Jump threading in tree dom pass prevents if-conversion & following vectorization
Bingfeng Mei
bmei@broadcom.com
Thu Nov 21 15:11:00 GMT 2013
Hi,
I am doing some investigation on loops can be vectorized
by LLVM, but not GCC. One example is loop that contains
more than one if-else constructs.
typedef signed char int8;
#define FFT 128
typedef struct {
int8 exp[FFT];
} feq_t;
void test(feq_t *feq)
{
int k;
int feqMinimum = 15;
int8 *exp = feq->exp;
for (k=0;k<FFT;k++) {
exp[k] -= feqMinimum;
if(exp[k]<-15) exp[k] = -15;
if(exp[k]>15) exp[k] = 15;
}
}
Compile it with 4.8.2 on x86_64
~/install-4.8/bin/gcc ghs-algorithms_380.c -O2 -fdump-tree-ifcvt-details -ftree-vectorize -save-temps
It is not vectorized because if-else constructs are not properly
if-converted. Looking into .ifcvt file, I found the loop is not
if-converted because of bad if-else structure. One branch jumps directly
into another branch. Digging a bit deeper, I found such structure
is generated by dom1 pass doing jump threading optimization.
So recompile with
~/install-4.8/bin/gcc ghs-algorithms_380.c -O2 -fdump-tree-ifcvt-details -ftree-vectorize -save-temps -fno-tree-dominator-opts
It is magically if-converted and vectorized! Same on our target,
performance is improved greatly in this example.

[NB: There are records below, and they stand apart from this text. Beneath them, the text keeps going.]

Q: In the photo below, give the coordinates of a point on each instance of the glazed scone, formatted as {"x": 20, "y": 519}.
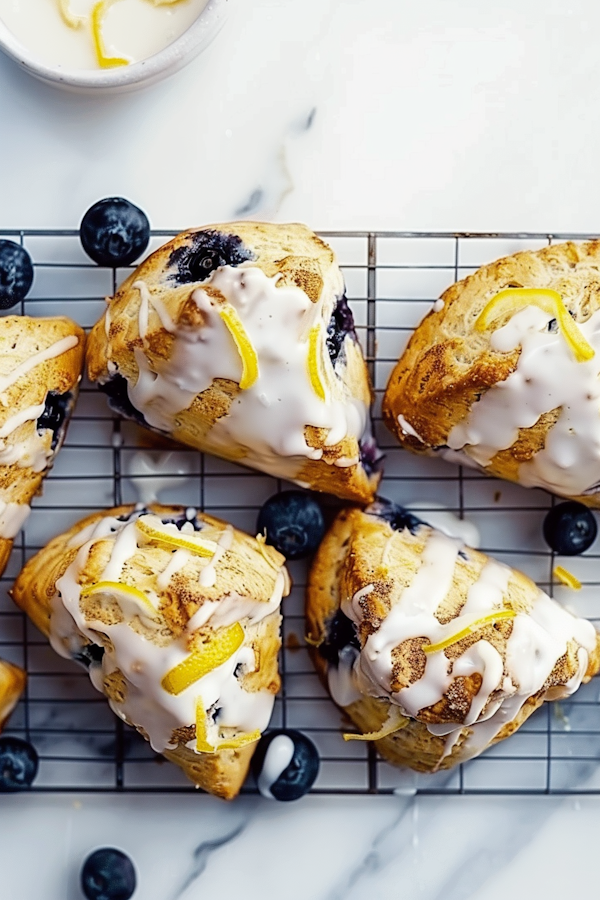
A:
{"x": 515, "y": 391}
{"x": 40, "y": 370}
{"x": 431, "y": 648}
{"x": 237, "y": 339}
{"x": 176, "y": 616}
{"x": 12, "y": 685}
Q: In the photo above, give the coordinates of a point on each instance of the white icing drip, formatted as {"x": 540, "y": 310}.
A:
{"x": 537, "y": 641}
{"x": 208, "y": 575}
{"x": 441, "y": 518}
{"x": 547, "y": 377}
{"x": 144, "y": 663}
{"x": 341, "y": 680}
{"x": 268, "y": 418}
{"x": 279, "y": 755}
{"x": 36, "y": 359}
{"x": 12, "y": 518}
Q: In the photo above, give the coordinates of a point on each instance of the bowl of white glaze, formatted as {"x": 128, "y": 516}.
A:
{"x": 196, "y": 37}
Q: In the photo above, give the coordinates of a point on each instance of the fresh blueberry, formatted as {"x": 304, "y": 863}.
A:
{"x": 16, "y": 274}
{"x": 285, "y": 764}
{"x": 570, "y": 528}
{"x": 340, "y": 633}
{"x": 108, "y": 874}
{"x": 293, "y": 523}
{"x": 340, "y": 325}
{"x": 114, "y": 232}
{"x": 207, "y": 251}
{"x": 18, "y": 764}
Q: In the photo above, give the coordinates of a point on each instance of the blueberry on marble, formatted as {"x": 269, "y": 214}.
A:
{"x": 108, "y": 874}
{"x": 398, "y": 517}
{"x": 114, "y": 232}
{"x": 570, "y": 528}
{"x": 18, "y": 764}
{"x": 340, "y": 633}
{"x": 207, "y": 251}
{"x": 285, "y": 764}
{"x": 16, "y": 274}
{"x": 340, "y": 325}
{"x": 293, "y": 523}
{"x": 56, "y": 411}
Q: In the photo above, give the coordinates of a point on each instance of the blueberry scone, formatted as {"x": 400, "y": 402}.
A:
{"x": 237, "y": 339}
{"x": 433, "y": 650}
{"x": 40, "y": 370}
{"x": 503, "y": 373}
{"x": 175, "y": 615}
{"x": 12, "y": 684}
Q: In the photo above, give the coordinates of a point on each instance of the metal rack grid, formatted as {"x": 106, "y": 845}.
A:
{"x": 392, "y": 279}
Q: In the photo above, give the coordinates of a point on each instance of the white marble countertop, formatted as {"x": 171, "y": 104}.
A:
{"x": 346, "y": 114}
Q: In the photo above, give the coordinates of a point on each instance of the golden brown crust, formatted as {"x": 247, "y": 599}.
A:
{"x": 299, "y": 258}
{"x": 12, "y": 685}
{"x": 246, "y": 570}
{"x": 21, "y": 337}
{"x": 448, "y": 365}
{"x": 361, "y": 549}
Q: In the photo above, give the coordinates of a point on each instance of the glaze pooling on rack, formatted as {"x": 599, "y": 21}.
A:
{"x": 139, "y": 650}
{"x": 547, "y": 377}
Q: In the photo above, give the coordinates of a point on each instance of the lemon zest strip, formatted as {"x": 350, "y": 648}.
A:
{"x": 567, "y": 578}
{"x": 244, "y": 345}
{"x": 99, "y": 10}
{"x": 394, "y": 722}
{"x": 469, "y": 629}
{"x": 109, "y": 587}
{"x": 156, "y": 531}
{"x": 217, "y": 650}
{"x": 314, "y": 362}
{"x": 550, "y": 302}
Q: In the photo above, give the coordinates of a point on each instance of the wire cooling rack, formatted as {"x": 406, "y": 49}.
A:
{"x": 392, "y": 279}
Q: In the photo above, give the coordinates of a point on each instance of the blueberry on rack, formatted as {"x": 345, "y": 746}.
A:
{"x": 570, "y": 528}
{"x": 114, "y": 232}
{"x": 16, "y": 274}
{"x": 292, "y": 522}
{"x": 18, "y": 764}
{"x": 285, "y": 764}
{"x": 108, "y": 874}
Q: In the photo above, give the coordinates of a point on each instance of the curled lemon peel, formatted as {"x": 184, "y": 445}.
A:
{"x": 67, "y": 16}
{"x": 497, "y": 616}
{"x": 550, "y": 302}
{"x": 394, "y": 722}
{"x": 567, "y": 578}
{"x": 202, "y": 745}
{"x": 217, "y": 650}
{"x": 125, "y": 590}
{"x": 105, "y": 61}
{"x": 152, "y": 528}
{"x": 244, "y": 345}
{"x": 314, "y": 362}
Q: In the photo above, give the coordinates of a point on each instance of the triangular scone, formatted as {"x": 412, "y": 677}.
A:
{"x": 40, "y": 369}
{"x": 176, "y": 616}
{"x": 515, "y": 391}
{"x": 237, "y": 339}
{"x": 431, "y": 648}
{"x": 12, "y": 685}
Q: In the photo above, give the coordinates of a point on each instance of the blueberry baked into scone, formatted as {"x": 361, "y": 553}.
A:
{"x": 503, "y": 373}
{"x": 175, "y": 614}
{"x": 237, "y": 339}
{"x": 40, "y": 370}
{"x": 432, "y": 649}
{"x": 12, "y": 685}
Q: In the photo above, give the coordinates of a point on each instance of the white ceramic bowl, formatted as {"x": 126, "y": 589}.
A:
{"x": 124, "y": 78}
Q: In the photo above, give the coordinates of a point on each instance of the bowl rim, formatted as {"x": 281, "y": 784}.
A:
{"x": 169, "y": 59}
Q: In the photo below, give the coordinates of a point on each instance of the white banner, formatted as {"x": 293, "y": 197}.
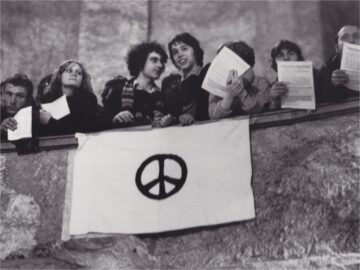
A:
{"x": 162, "y": 179}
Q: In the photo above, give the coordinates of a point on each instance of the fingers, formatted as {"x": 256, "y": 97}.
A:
{"x": 123, "y": 117}
{"x": 279, "y": 89}
{"x": 231, "y": 77}
{"x": 165, "y": 120}
{"x": 186, "y": 119}
{"x": 339, "y": 77}
{"x": 44, "y": 116}
{"x": 9, "y": 123}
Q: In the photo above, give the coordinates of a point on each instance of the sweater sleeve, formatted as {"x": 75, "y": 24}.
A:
{"x": 215, "y": 109}
{"x": 254, "y": 99}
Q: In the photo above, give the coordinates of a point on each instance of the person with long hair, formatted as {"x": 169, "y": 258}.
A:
{"x": 286, "y": 50}
{"x": 138, "y": 100}
{"x": 333, "y": 80}
{"x": 71, "y": 80}
{"x": 245, "y": 93}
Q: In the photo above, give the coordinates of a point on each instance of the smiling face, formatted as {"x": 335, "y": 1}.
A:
{"x": 15, "y": 97}
{"x": 349, "y": 34}
{"x": 286, "y": 55}
{"x": 184, "y": 56}
{"x": 72, "y": 76}
{"x": 154, "y": 66}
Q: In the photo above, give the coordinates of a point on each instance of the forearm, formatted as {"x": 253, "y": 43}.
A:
{"x": 219, "y": 108}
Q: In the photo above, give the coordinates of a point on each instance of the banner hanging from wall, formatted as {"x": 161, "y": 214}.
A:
{"x": 162, "y": 179}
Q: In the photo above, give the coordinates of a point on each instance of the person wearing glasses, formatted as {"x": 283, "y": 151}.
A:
{"x": 71, "y": 80}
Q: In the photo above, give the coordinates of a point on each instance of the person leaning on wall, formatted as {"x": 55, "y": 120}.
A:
{"x": 137, "y": 101}
{"x": 286, "y": 50}
{"x": 246, "y": 93}
{"x": 17, "y": 93}
{"x": 189, "y": 102}
{"x": 71, "y": 80}
{"x": 332, "y": 78}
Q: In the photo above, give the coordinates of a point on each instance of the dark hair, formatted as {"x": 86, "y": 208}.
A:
{"x": 43, "y": 84}
{"x": 138, "y": 54}
{"x": 241, "y": 49}
{"x": 171, "y": 81}
{"x": 189, "y": 40}
{"x": 55, "y": 90}
{"x": 284, "y": 44}
{"x": 19, "y": 79}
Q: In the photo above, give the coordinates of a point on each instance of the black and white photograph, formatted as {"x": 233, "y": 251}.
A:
{"x": 180, "y": 134}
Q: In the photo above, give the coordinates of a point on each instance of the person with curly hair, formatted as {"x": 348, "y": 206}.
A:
{"x": 192, "y": 101}
{"x": 71, "y": 80}
{"x": 138, "y": 100}
{"x": 245, "y": 93}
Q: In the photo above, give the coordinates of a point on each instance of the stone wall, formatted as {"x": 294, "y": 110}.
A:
{"x": 306, "y": 189}
{"x": 36, "y": 36}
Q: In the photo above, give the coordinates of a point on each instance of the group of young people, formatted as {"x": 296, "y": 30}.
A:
{"x": 179, "y": 100}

It seems to me that doing jump threading for architectures
support if-conversion is not a good idea. Original if-else structures
are damaged so that if-conversion cannot proceed, so are vectorization
and maybe other optimizations. Should we try to identify those "bad"
jump threading and skip them for such architectures?